Synopsis: Currently, consensus recommendations, such as those from the Society of Critical Care Medicine, recommend that COVID-19 patients requiring mechanical ventilation should be managed using a lung-protective strategy (ex. lower tidal volume, higher PEEP, early proning, etc.). However, as experience treating COVID-19 grows, Gattinoni et al describe two different “phenotypes” of COVID-19 lung disease, denoted Type L and Type H. The presentation of these two phenotypes are hypothesized to depend on severity of the infection and host response, ventilatory response of the patient to hypoxemia, and time elapsed between onset of the disease and hospitalization.
Type L is an an early disease phenotype, characterized by
- Low elastance (high or normal compliance)
- Low ventilation to perfusion ratio (ventilation is NORMAL and hypoxemia is due to vasoplegia and loss of hypoxic vasoconstriction)
- Low lung weight (or normal lung weight where most ground glass densities are located subpleurally or along lung fissures)
- Low recruitability (due to near normal lung volumes and low amounts of “non-aerated” tissue).
The authors postulate that Type L develops in the beginning of the disease, when there is only a modest amount of interstitial lung edema, as well as vasoplegia, which accounts for the patient’s hypoxemia. In this phase, the patient compensates by increasing minute ventilation via increased tidal volumes and respiratory rate, driving down PaCO2. Since they are still able to generate high tidal volumes and negative intrathoracic pressure, these patients do not typically present with dyspnea. However, this increase in minute ventilation can facilitate patient self-inflicted lung injury (P-SILI) due to the combination of negative inspiratory intrathoracic pressure and increased lung permeability due to inflammation. Increased edema generated by this process facilitates the transition to the Type H phenotype.
Type H is similar to “classic” ARDS and is characterized by
- High elastance (low compliance)
- High right-to-left shunt (secondary to cardiac output perfusing non-aerated areas of lung)
- High lung weight (due to increased edema)
- High lung recruitability (which is why recruitment maneuvers and proning are useful)

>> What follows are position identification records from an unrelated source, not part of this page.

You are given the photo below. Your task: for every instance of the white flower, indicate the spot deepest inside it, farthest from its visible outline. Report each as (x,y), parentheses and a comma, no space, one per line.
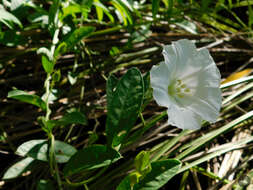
(187,83)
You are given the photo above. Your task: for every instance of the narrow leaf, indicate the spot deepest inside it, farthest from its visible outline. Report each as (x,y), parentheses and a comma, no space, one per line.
(38,149)
(28,98)
(18,168)
(92,157)
(124,107)
(73,38)
(155,7)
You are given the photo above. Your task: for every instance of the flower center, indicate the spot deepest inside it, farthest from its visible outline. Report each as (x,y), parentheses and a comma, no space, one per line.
(179,89)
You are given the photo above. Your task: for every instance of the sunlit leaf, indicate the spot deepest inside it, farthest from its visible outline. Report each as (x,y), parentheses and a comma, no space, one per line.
(124,107)
(18,168)
(92,157)
(38,149)
(28,98)
(9,19)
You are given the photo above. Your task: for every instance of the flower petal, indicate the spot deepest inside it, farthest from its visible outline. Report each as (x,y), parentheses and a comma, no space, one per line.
(159,76)
(162,98)
(183,118)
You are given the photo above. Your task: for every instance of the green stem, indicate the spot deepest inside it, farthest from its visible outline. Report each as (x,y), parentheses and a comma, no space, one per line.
(88,180)
(47,86)
(168,144)
(53,163)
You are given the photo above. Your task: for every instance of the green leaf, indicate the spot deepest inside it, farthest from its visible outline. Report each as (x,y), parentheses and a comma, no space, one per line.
(45,185)
(8,19)
(72,77)
(155,7)
(142,162)
(28,98)
(74,117)
(92,157)
(38,149)
(161,173)
(18,168)
(124,107)
(73,38)
(188,26)
(99,10)
(47,64)
(111,85)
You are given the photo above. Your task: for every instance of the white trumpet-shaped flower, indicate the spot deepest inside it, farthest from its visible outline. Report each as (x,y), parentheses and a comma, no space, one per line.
(187,83)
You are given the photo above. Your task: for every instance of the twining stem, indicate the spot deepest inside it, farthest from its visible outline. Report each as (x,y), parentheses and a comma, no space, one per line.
(53,163)
(47,87)
(88,180)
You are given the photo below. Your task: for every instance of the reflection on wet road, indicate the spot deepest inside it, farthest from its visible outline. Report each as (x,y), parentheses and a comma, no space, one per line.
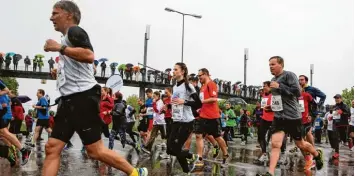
(74,162)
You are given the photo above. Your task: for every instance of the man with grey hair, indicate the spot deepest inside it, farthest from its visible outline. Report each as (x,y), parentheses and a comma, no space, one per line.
(78,107)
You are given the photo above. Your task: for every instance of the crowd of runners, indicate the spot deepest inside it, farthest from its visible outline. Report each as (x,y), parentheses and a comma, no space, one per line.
(289,107)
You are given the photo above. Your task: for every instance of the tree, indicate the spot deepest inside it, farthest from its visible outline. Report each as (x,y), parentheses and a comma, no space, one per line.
(133,101)
(348,96)
(11,83)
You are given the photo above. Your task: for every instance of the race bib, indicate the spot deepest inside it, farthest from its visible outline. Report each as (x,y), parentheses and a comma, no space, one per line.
(317,124)
(336,116)
(177,112)
(301,105)
(202,96)
(150,111)
(276,103)
(263,102)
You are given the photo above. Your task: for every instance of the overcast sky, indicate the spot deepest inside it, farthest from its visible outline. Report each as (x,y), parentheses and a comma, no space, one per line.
(303,32)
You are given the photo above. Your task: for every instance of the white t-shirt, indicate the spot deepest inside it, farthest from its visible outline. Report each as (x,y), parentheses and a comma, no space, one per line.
(182,113)
(158,117)
(330,122)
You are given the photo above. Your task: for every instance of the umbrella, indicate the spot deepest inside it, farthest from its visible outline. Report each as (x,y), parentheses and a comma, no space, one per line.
(96,62)
(136,68)
(39,56)
(103,60)
(113,64)
(122,67)
(24,98)
(17,56)
(10,53)
(129,65)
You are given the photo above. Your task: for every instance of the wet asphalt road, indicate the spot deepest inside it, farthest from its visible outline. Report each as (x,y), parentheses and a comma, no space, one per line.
(74,162)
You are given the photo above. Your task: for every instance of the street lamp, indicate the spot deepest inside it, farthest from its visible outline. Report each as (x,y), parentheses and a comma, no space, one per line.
(183,26)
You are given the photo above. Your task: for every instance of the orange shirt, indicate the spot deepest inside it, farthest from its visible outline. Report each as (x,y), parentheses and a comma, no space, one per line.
(209,110)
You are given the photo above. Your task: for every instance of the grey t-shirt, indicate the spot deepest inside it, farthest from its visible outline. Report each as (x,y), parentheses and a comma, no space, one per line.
(289,91)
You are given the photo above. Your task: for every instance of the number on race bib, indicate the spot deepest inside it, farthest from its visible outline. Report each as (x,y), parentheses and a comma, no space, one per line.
(276,103)
(150,111)
(177,112)
(301,105)
(263,102)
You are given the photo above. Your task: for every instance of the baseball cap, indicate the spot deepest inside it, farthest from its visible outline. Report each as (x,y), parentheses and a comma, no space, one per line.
(337,96)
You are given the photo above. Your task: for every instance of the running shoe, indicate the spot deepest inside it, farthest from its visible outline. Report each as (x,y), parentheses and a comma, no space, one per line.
(265,174)
(319,160)
(215,152)
(224,162)
(26,153)
(142,171)
(11,157)
(309,163)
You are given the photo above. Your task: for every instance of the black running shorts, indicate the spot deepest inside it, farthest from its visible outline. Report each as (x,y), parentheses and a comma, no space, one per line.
(79,113)
(288,126)
(43,123)
(208,127)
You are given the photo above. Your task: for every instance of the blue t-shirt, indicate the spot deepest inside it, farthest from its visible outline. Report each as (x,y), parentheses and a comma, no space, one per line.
(4,99)
(42,113)
(149,106)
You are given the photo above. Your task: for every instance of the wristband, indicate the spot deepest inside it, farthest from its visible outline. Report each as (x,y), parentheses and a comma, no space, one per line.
(62,48)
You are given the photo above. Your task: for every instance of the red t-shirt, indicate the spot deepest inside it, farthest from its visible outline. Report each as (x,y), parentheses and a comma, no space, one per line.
(209,110)
(267,115)
(168,111)
(305,99)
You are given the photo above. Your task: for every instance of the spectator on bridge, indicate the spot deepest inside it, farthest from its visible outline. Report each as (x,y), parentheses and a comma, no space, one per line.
(35,62)
(40,64)
(51,64)
(1,61)
(27,62)
(103,69)
(8,62)
(15,62)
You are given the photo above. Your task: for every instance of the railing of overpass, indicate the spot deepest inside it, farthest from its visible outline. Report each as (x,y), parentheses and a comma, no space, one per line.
(152,75)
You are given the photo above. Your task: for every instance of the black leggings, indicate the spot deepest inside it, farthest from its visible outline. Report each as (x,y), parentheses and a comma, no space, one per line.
(263,128)
(129,130)
(180,132)
(15,126)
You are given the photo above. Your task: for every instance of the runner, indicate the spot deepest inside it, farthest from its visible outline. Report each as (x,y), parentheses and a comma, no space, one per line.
(158,122)
(287,119)
(341,113)
(209,121)
(43,116)
(184,97)
(4,132)
(265,123)
(351,127)
(78,108)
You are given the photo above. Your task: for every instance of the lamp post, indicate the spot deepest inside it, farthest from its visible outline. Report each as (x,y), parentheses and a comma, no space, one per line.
(183,26)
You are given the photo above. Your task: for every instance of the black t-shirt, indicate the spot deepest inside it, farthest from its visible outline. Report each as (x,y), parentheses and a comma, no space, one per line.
(79,38)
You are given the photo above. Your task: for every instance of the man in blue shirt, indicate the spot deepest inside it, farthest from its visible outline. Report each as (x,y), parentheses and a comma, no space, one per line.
(43,116)
(4,131)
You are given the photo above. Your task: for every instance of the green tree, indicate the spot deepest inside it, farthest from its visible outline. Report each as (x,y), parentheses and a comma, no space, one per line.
(133,101)
(348,96)
(11,83)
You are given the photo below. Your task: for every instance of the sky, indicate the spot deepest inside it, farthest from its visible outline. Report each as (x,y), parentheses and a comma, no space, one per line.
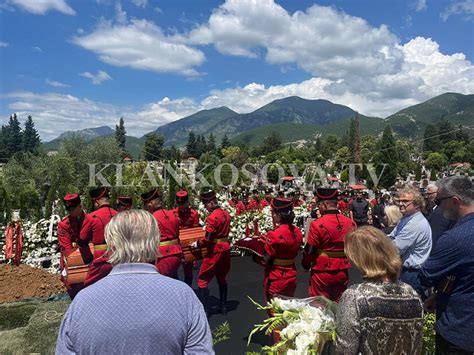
(75,64)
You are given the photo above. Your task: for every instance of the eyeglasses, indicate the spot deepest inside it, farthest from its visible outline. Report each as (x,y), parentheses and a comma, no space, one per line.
(440,199)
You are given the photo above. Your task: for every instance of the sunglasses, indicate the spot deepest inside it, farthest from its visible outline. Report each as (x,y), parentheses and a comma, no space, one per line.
(440,199)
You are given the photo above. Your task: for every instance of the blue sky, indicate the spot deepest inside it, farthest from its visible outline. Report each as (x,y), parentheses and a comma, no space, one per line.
(74,64)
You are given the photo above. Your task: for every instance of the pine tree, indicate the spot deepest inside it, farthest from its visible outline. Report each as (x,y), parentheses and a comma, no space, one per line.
(120,134)
(225,143)
(191,146)
(153,146)
(431,141)
(31,139)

Given the differences between these two phenotypes of COVID-19 lung disease, the authors propose the following treatments based on phenotype. Treatment of patients with Type L disease include reversing hypoxemia with increased FiO2 (especially if not dyspneic), consideration of non-invasive ventilation options in those who are dyspneic, and measurement of inspiratory pleural pressures, to prevent P-SILI. They also recommend modest increases in PEEP to prevent intrathoracic pressure changes (balanced with fact that high PEEPs might cause hemodynamic changes in the setting of normal compliance associated with Type L patients). The authors recommend early intubation once inspiratory pleural pressures increase. Initial ventilator management should include high tidal volumes and lower PEEP settings, if compliance remains normal. In addition, proning may be less useful, since lung volumes are theoretically normal. Once patients “convert” to Type H, traditional ARDS protocols for mechanical ventilation and adjuvant therapies should be employed.